National Grid on its website says it conducted outreach to local businesses and residents who lived along the pipeline’s path prior to and during construction. DPS hosted in-person and remote public hearings on National Grid’s pipeline proposal in 2016, and more recently, held hearings on upgrades to the Greenpoint facility — as did DEC, which in March hosted three nights of public hearings on the same topic.
DPS also solicited written comments on the company’s proposal, collecting more than 8,000, according to agency spokesperson James Denn.
Still, many residents of the neighborhood dispute that they were adequately informed of construction plans involving the pipeline specifically.
“We need to make sure that our people are informed and our people have a choice,” said Maritza Henriquez, a Williamsburg resident and member of the Frack Outta BK Coalition. “The Black and brown residents of Brooklyn, had we known about what was happening in our communities, we would’ve said ‘Hell no’ to the fracked gas pipeline.”
A $4.89 Bill Hike
The Public Service Commission earlier this month approved a rate hike for National Grid customers in New York City and Long Island, in part to pay for the pipeline and other infrastructure upgrades designed to meet growing energy needs and increase reliability. Customers will initially see a jump of an average of $4.89 per month on their gas bills.
DPS determined the projects did not disproportionately burden disadvantaged communities — “contrary to the claims of certain opponents,” agency Administrative Law Judge James Costello said at the time — nor did it run afoul of a state climate law that mandates emissions cuts.

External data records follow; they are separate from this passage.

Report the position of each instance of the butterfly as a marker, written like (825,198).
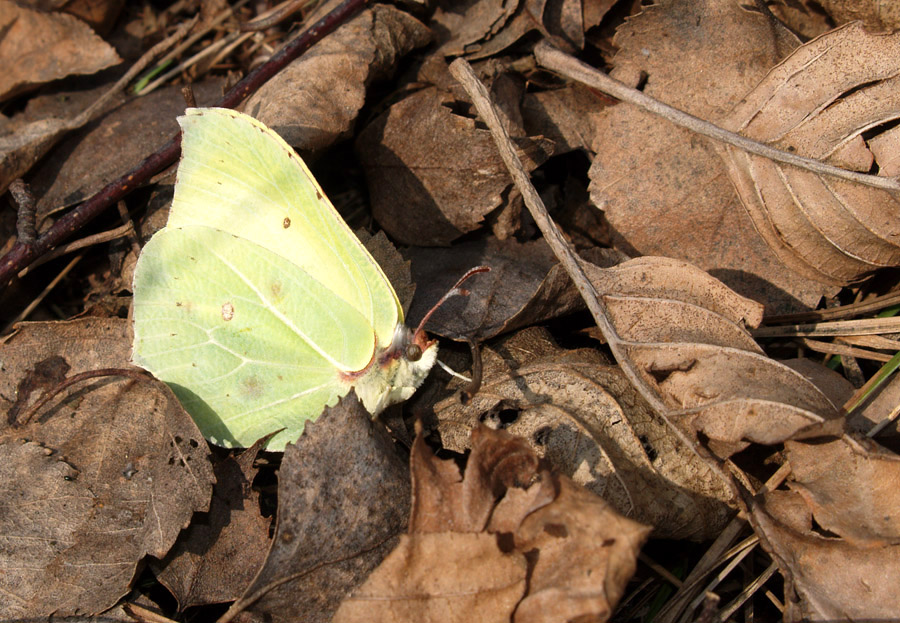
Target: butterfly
(256,303)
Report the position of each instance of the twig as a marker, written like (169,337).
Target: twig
(25,231)
(463,73)
(274,16)
(865,326)
(830,348)
(22,255)
(571,67)
(88,241)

In an email, Denn underscored the DPS’ commitment to “environmental justice, promoting community equity, and minimizing community siting impacts to the fullest extent possible.”
“All permitting entities, including New York City, determined the pipeline project complied with all applicable laws and regulations,” he added.
The letter to the feds also targets the state Department of Environmental Conservation, asserting the agency wrongly didn’t oppose the construction of the pipeline.
The groups also contend that the DEC’s finding that National Grid’s infrastructure upgrades wouldn’t pose a significant environmental impact to the nearby community is flawed, because the environmental agency only considered upgrades the company would make to its facility in Greenpoint, separate from the pipeline routed through the neighborhoods to its south.
A spokesperson for the state Department of Environmental Protection, Jeff Wernick, disputed those claims.
“DEC subjects all applications for environmental permits to a transparent and rigorous review process that encourages public input at every step and includes review of all public comments,” said Wernick. “DEC also carefully reviews all applicable federal and state standards to ensure the agency’s decision is protective of public health and the environment, upholds environmental justice and fairness, and meets the applicable standards.”